There’s some really wonderful epics on here too, all beautifully dotted through the record to compliment its flow. The almost hymn-like ‘Blue Spade’ really spotlights Green’s soulful tones, almost taking on a gospel feel as the lead guitar lines scream and wail beneath him. ‘Dark Night Of The Soul’ starts off in the same manner but quickly shifts gears and becomes a moody and spacey opus, driven by Chris Steele’s slick bass lines and Jordan Hasting’s dynamic and tasteful drum work.

The final track, though, is the real show stopper here. ‘World Stops Turning’ is an eight-minute-long slice of heaven, essentially serving as a masterclass in everything this band is capable of evoking. The sweet subtleties of their softer moments and the beauty in their calmness, their innate ability to turn up the intensity so gradually that it happens with you noticing, the undeniable power of all five members firing on all cylinders to erupt your senses – it’s easily their longest song to date, and it might also be one of their finest moments, closing out one hell of an album.

After your first listen of this record, something should be blatantly clear to you, and it’s this; ‘Otherness’ is the natural next step from where they left off all those years ago. It may have taken thirteen years to take this step, but they’ve planted their collective foot exactly where they wanted to and there’s a real confidence and aplomb that radiates from the print it leaves. This looks back fondly to ‘Old Crows / Young Cardinals’ in places and expands their sound into realms that it looked towards in others, and the end result is their most well-rounded and bold work yet.

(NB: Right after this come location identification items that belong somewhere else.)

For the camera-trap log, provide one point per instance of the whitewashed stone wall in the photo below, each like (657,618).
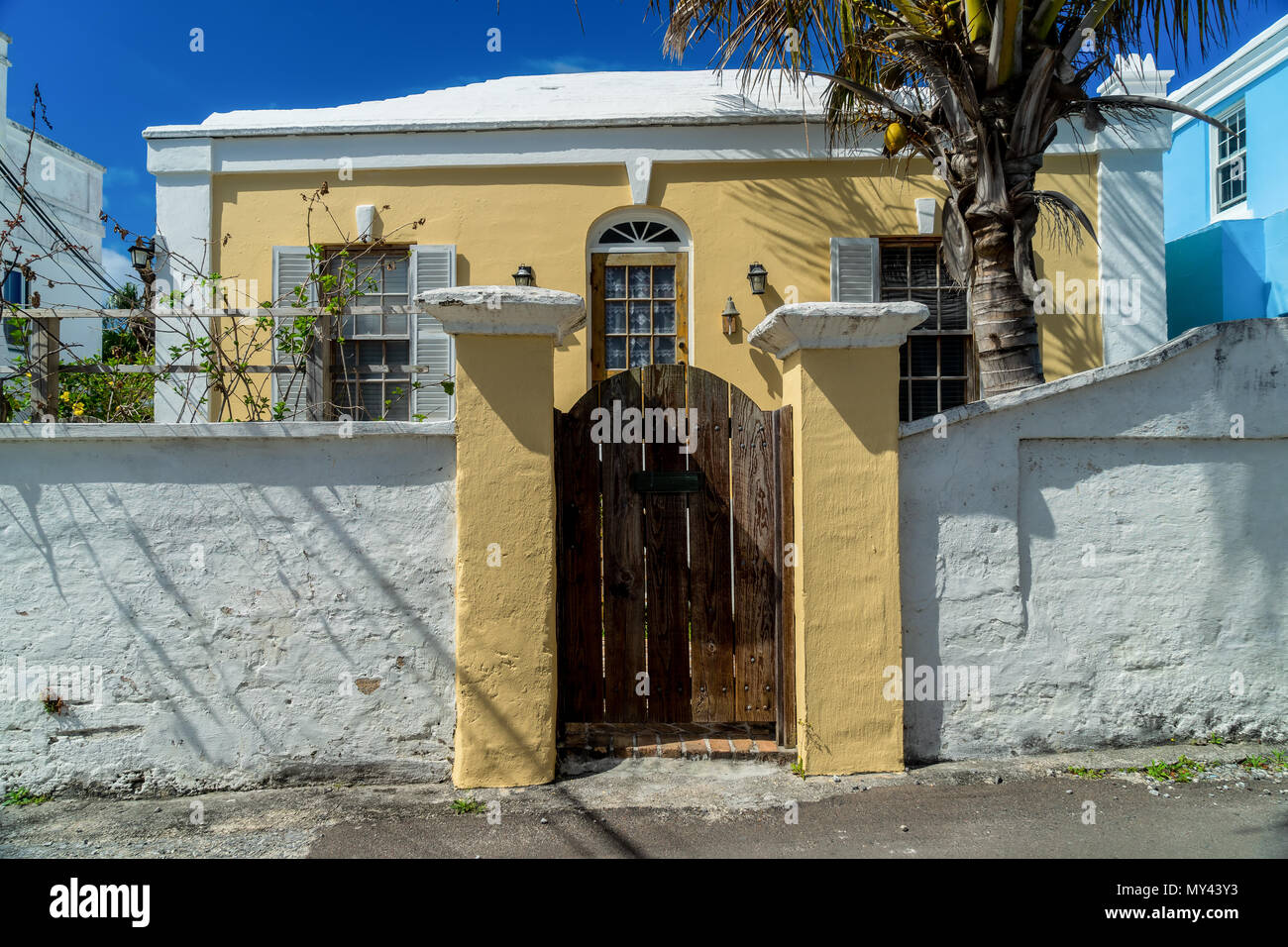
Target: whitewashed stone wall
(259,602)
(1112,547)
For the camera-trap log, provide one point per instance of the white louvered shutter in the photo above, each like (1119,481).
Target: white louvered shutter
(433,266)
(291,268)
(854,269)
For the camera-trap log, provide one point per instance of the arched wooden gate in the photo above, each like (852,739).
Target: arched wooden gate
(674,570)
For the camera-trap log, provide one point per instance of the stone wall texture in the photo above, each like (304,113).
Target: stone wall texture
(1112,547)
(250,603)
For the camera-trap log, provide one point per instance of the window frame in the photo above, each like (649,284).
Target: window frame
(599,263)
(971,361)
(342,375)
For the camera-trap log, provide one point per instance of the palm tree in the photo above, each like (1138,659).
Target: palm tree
(979,89)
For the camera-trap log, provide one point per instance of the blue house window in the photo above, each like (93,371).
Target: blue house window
(1232,169)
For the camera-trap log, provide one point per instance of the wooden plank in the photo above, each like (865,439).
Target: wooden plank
(623,562)
(755,552)
(786,634)
(711,592)
(580,617)
(666,558)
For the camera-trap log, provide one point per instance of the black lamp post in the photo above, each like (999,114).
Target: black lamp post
(141,258)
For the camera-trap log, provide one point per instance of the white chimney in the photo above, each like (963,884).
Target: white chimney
(4,75)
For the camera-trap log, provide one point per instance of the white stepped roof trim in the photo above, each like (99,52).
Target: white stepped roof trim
(576,99)
(1260,54)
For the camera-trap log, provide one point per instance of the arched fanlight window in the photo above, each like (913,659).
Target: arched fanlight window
(639,232)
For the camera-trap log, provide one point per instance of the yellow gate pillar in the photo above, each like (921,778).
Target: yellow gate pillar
(505,526)
(841,377)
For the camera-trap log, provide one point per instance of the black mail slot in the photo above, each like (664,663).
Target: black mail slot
(666,480)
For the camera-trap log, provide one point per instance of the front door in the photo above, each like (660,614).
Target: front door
(674,591)
(639,311)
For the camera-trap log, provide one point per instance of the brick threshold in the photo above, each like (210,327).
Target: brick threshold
(674,741)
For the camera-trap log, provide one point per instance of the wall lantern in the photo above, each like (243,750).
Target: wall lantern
(141,256)
(729,317)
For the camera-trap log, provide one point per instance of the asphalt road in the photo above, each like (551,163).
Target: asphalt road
(1035,818)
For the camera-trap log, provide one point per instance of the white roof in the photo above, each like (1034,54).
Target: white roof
(584,99)
(1260,54)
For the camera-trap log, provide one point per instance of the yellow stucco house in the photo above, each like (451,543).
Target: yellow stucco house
(651,195)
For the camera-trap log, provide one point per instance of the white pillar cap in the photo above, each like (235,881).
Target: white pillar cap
(836,326)
(503,311)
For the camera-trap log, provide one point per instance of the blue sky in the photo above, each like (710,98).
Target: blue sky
(121,67)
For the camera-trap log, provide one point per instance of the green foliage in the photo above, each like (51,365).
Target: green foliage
(467,805)
(22,796)
(1184,770)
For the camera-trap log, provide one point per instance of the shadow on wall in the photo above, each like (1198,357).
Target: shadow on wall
(1111,553)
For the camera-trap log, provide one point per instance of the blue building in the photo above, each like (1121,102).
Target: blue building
(1225,193)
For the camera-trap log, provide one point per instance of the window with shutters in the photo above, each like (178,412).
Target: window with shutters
(372,357)
(936,364)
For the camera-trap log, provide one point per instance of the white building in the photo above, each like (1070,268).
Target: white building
(64,197)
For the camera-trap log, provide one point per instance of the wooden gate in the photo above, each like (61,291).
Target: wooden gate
(674,583)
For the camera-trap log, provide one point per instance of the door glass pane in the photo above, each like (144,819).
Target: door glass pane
(614,282)
(639,317)
(664,350)
(614,318)
(640,282)
(614,352)
(664,317)
(664,282)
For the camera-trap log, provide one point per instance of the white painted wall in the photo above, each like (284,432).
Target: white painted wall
(322,560)
(1179,624)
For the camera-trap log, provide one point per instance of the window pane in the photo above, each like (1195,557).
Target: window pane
(923,356)
(664,350)
(397,354)
(925,265)
(894,266)
(952,355)
(925,398)
(639,317)
(953,393)
(640,354)
(614,282)
(952,309)
(614,352)
(395,274)
(614,317)
(664,317)
(640,282)
(664,282)
(930,299)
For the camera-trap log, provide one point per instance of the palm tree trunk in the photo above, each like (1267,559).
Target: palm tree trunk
(1005,326)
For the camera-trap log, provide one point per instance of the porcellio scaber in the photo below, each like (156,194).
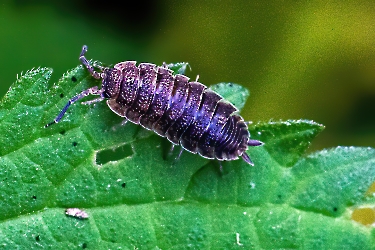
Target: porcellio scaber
(186,113)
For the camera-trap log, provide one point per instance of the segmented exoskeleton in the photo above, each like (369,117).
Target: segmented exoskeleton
(187,113)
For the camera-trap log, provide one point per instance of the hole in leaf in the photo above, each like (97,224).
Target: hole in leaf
(116,154)
(365,216)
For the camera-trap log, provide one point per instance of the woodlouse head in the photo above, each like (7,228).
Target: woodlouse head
(111,82)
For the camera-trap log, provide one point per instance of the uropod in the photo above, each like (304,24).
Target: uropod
(186,113)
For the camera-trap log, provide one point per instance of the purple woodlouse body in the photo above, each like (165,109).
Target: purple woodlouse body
(187,113)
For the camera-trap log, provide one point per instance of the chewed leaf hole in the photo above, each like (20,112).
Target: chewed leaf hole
(114,154)
(365,215)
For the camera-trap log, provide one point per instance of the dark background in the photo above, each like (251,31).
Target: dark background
(312,60)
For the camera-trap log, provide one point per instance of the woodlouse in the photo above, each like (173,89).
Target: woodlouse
(187,113)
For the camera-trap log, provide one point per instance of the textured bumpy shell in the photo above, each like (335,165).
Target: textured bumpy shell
(186,113)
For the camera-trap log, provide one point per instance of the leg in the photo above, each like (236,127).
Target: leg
(247,159)
(90,91)
(84,61)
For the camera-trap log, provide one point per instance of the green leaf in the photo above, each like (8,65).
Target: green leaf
(138,195)
(178,68)
(234,93)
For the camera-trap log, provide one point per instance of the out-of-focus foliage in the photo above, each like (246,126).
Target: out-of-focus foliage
(311,59)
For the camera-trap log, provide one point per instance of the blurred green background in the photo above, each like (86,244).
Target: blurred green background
(300,59)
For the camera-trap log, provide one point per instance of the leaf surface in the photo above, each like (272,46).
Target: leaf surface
(145,198)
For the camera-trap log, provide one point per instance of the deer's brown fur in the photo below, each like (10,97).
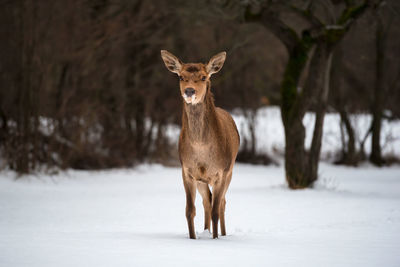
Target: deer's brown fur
(208,143)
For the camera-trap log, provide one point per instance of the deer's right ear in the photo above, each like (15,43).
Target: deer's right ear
(172,63)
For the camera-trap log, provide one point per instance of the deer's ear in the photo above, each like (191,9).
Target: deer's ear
(216,63)
(172,63)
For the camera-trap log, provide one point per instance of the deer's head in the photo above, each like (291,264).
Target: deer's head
(193,77)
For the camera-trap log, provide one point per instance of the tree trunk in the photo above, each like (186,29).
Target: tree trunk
(349,154)
(295,157)
(322,62)
(377,105)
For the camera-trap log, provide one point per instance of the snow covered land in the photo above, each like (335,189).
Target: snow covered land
(270,136)
(136,217)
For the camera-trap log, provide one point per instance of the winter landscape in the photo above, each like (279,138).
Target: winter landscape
(135,217)
(96,95)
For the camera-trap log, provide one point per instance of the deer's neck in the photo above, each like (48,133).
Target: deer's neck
(199,120)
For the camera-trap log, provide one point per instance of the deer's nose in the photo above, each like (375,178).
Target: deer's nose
(189,92)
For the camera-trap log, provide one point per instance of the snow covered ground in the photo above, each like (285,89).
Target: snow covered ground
(135,217)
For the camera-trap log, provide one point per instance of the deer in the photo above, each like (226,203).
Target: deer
(208,142)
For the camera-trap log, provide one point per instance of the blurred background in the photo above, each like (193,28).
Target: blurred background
(83,86)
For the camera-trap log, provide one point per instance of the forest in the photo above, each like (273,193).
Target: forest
(91,173)
(83,86)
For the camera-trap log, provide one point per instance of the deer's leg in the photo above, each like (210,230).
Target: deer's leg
(205,192)
(190,189)
(222,216)
(216,203)
(223,204)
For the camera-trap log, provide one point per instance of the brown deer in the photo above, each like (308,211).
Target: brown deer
(208,143)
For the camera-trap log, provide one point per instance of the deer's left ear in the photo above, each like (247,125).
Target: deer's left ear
(172,63)
(216,63)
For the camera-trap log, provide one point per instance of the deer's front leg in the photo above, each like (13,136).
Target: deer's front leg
(217,196)
(190,189)
(207,198)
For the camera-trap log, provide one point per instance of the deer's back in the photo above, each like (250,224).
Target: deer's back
(205,160)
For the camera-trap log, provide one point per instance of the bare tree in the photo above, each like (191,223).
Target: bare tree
(315,44)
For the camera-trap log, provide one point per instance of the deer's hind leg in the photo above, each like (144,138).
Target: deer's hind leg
(205,193)
(223,204)
(190,190)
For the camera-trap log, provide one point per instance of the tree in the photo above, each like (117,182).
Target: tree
(314,46)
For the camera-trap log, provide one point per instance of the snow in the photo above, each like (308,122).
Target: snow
(270,133)
(135,217)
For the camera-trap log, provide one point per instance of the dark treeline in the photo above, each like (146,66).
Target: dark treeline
(82,84)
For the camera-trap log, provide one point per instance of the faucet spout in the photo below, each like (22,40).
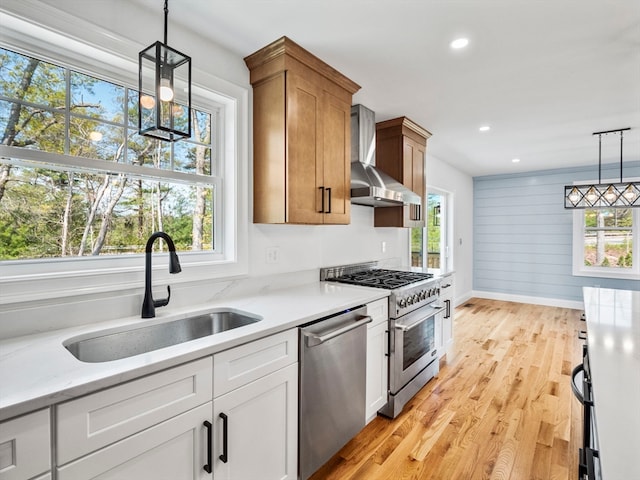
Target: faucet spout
(149,304)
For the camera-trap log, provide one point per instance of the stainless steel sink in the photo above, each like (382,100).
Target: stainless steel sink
(114,345)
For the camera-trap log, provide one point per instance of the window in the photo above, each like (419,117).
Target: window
(64,206)
(429,245)
(82,158)
(605,242)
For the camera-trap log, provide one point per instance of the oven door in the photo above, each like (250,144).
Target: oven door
(414,345)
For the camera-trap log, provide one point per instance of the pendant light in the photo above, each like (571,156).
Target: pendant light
(164,86)
(603,195)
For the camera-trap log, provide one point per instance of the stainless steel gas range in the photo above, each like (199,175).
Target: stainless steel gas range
(413,320)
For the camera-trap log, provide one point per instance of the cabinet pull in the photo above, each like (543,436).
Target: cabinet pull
(207,467)
(322,196)
(225,433)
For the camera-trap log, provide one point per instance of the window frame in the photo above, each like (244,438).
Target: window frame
(35,280)
(581,270)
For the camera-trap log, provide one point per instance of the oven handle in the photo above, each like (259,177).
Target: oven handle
(436,311)
(314,339)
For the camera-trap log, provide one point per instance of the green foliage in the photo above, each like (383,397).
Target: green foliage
(52,212)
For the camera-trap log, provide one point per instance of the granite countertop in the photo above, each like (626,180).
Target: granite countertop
(36,371)
(613,338)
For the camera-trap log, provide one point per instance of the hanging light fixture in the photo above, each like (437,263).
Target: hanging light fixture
(603,195)
(164,86)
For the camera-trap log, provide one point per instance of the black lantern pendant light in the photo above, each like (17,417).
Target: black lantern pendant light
(164,85)
(603,195)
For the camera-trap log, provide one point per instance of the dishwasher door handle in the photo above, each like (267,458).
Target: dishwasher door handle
(313,339)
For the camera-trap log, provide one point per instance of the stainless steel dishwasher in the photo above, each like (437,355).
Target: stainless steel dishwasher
(333,355)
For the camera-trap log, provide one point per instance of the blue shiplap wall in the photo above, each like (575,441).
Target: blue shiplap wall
(523,235)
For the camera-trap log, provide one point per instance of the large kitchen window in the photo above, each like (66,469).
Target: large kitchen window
(81,191)
(108,188)
(605,243)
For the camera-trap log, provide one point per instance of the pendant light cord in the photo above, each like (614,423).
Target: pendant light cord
(166,17)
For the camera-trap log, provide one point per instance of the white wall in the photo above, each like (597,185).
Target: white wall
(443,176)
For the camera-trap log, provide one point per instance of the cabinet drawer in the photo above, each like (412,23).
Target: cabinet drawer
(91,422)
(378,311)
(246,363)
(25,446)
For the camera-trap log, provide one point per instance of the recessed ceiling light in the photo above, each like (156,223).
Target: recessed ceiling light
(459,43)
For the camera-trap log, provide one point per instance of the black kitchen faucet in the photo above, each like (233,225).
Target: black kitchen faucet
(149,304)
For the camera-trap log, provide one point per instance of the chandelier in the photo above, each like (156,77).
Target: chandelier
(164,91)
(603,195)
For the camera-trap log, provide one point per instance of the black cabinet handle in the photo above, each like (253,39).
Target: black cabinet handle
(322,195)
(207,467)
(225,435)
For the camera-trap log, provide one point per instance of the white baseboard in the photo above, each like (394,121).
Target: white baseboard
(549,302)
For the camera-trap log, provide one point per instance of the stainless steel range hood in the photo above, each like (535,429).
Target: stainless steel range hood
(370,186)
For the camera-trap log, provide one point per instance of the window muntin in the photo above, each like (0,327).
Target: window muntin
(605,243)
(57,110)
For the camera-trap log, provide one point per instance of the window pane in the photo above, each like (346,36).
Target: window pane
(34,128)
(608,238)
(96,98)
(54,213)
(93,139)
(192,158)
(433,231)
(30,80)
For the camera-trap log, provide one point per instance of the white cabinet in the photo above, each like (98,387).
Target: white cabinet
(377,359)
(25,446)
(173,449)
(255,410)
(150,428)
(447,291)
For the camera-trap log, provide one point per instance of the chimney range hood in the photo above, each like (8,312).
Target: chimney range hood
(370,186)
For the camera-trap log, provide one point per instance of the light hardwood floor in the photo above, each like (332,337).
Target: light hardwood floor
(500,408)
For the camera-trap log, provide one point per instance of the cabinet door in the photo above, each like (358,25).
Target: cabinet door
(304,164)
(175,449)
(261,425)
(25,446)
(336,135)
(377,366)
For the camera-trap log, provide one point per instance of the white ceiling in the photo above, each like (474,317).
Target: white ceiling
(543,74)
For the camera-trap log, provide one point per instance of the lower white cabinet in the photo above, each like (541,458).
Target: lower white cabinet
(255,410)
(174,449)
(25,447)
(377,357)
(257,429)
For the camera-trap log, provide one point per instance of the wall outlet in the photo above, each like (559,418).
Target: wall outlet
(273,254)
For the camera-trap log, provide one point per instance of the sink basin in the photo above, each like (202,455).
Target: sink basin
(113,345)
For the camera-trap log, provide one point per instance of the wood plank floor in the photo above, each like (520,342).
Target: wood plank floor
(500,408)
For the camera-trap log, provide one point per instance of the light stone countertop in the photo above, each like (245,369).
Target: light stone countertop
(613,339)
(36,371)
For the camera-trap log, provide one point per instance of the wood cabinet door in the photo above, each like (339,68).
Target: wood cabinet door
(336,135)
(377,367)
(174,449)
(261,421)
(304,193)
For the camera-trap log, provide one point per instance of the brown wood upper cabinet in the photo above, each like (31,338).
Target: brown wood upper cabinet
(301,137)
(401,147)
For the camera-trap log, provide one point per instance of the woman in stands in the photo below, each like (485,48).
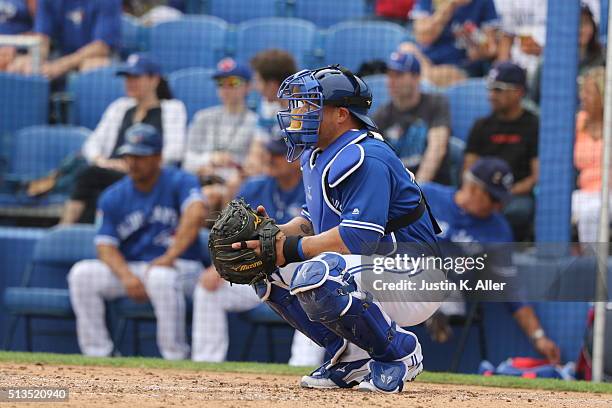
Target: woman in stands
(149,100)
(588,148)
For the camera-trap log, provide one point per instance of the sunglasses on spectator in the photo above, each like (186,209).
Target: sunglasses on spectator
(501,86)
(231,81)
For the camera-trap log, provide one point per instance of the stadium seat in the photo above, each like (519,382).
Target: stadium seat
(23,102)
(133,36)
(380,92)
(43,292)
(293,35)
(195,87)
(193,41)
(237,11)
(91,93)
(353,43)
(468,101)
(325,13)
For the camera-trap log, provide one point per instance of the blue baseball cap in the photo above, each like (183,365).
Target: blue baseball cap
(276,146)
(139,64)
(229,67)
(494,175)
(507,73)
(141,139)
(404,62)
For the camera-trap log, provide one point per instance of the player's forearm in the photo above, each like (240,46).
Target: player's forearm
(111,256)
(428,29)
(297,226)
(188,229)
(329,240)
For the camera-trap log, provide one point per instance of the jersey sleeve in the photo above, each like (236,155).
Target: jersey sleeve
(107,27)
(107,233)
(188,191)
(365,199)
(44,22)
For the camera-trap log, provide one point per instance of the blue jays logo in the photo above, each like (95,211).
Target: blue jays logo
(226,65)
(76,16)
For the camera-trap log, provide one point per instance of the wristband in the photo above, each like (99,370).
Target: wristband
(292,249)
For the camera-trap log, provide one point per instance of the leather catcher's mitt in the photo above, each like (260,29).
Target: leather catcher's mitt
(238,223)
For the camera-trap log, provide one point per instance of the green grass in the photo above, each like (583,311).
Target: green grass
(283,369)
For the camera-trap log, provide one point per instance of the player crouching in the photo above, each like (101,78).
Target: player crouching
(358,196)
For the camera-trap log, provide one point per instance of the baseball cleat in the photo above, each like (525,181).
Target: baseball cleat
(341,375)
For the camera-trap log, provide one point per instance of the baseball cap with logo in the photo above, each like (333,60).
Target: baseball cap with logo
(141,140)
(494,175)
(139,64)
(404,62)
(505,75)
(229,67)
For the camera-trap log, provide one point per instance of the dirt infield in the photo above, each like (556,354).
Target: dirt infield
(143,387)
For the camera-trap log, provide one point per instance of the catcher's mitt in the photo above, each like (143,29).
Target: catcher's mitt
(238,223)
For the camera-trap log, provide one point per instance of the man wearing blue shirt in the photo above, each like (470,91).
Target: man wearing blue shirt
(83,33)
(473,214)
(148,248)
(455,35)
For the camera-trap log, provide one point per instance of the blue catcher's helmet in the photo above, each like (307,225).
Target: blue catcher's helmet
(307,92)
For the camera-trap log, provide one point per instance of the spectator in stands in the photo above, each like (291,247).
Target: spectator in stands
(588,148)
(282,194)
(472,214)
(416,124)
(395,11)
(457,38)
(16,17)
(219,137)
(149,100)
(84,35)
(510,132)
(148,248)
(523,33)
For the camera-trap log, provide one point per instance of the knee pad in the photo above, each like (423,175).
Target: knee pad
(288,307)
(329,295)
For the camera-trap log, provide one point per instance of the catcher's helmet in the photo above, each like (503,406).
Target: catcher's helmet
(307,92)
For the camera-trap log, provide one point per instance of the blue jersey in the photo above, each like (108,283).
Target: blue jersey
(358,184)
(281,205)
(71,24)
(14,17)
(459,226)
(142,225)
(445,50)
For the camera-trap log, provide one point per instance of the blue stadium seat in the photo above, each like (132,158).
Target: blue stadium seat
(193,41)
(325,13)
(353,43)
(468,101)
(380,92)
(195,87)
(293,35)
(44,293)
(237,11)
(23,102)
(91,94)
(133,36)
(40,149)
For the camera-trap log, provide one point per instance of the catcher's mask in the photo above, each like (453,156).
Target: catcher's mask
(307,92)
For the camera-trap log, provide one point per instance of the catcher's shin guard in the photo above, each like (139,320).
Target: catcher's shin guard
(330,296)
(288,307)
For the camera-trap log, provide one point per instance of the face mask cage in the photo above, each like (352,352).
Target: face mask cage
(301,120)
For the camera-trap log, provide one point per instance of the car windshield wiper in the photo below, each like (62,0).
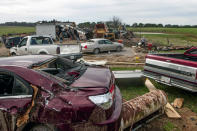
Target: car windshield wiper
(84,88)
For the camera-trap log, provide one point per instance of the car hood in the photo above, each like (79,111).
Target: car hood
(94,77)
(87,43)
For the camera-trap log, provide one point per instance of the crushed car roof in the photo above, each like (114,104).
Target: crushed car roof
(24,61)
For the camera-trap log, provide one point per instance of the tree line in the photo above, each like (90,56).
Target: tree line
(17,24)
(161,25)
(114,23)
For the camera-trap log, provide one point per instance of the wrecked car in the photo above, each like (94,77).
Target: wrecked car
(53,93)
(100,45)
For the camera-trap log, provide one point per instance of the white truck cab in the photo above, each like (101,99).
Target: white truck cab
(41,45)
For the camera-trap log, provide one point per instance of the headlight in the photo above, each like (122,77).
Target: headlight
(104,101)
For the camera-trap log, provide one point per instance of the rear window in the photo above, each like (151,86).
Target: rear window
(40,41)
(90,41)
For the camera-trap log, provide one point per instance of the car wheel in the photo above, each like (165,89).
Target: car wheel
(13,54)
(118,49)
(41,128)
(96,51)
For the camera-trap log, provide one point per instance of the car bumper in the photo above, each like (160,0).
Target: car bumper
(180,83)
(112,123)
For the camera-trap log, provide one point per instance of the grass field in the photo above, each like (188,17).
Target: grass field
(4,30)
(176,36)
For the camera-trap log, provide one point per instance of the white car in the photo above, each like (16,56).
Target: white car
(100,45)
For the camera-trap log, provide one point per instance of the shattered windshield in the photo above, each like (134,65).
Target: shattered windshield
(64,70)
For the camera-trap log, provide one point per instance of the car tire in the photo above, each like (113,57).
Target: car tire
(41,127)
(96,51)
(118,49)
(42,53)
(13,54)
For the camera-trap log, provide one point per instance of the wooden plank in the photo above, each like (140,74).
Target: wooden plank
(149,85)
(170,111)
(178,102)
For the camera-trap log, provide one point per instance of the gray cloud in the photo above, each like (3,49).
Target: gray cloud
(130,11)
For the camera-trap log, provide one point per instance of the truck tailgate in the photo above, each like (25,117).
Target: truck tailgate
(69,48)
(171,71)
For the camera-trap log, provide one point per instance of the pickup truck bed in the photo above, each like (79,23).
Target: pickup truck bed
(177,70)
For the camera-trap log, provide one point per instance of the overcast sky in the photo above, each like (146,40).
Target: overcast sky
(129,11)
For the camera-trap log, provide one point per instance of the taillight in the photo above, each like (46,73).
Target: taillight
(104,101)
(111,90)
(58,50)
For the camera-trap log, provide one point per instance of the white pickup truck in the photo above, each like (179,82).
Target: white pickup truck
(42,45)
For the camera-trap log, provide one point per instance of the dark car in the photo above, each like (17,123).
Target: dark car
(12,41)
(52,93)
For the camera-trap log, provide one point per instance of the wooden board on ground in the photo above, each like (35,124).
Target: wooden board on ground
(149,85)
(178,102)
(169,110)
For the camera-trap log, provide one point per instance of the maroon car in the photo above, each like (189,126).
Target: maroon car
(52,93)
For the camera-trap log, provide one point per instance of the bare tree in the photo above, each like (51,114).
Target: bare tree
(116,21)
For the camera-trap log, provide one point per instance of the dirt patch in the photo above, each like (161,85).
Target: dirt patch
(188,122)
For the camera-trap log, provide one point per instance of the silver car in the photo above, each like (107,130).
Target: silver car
(100,45)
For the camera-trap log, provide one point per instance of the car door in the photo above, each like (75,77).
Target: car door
(15,96)
(22,47)
(102,46)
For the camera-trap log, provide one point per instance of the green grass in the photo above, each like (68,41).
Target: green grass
(131,92)
(173,51)
(125,68)
(168,126)
(176,36)
(190,99)
(4,30)
(192,31)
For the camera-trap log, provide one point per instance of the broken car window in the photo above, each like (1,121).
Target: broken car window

They experiment with new sounds and textures, but not so much that it takes away from their charm. They dip their toes in other worlds, but not for so long that they lose their way. They’re a little older now – and you can definitely hear that maturity in the songwriting – but have they lost even an inch of their edge? Absolutely not. Alexisonfire are a fine wine and if I had a cellar I would fill it to the rafters with this. One of the most stunning and emotionally charged returns that you’ll ever witness.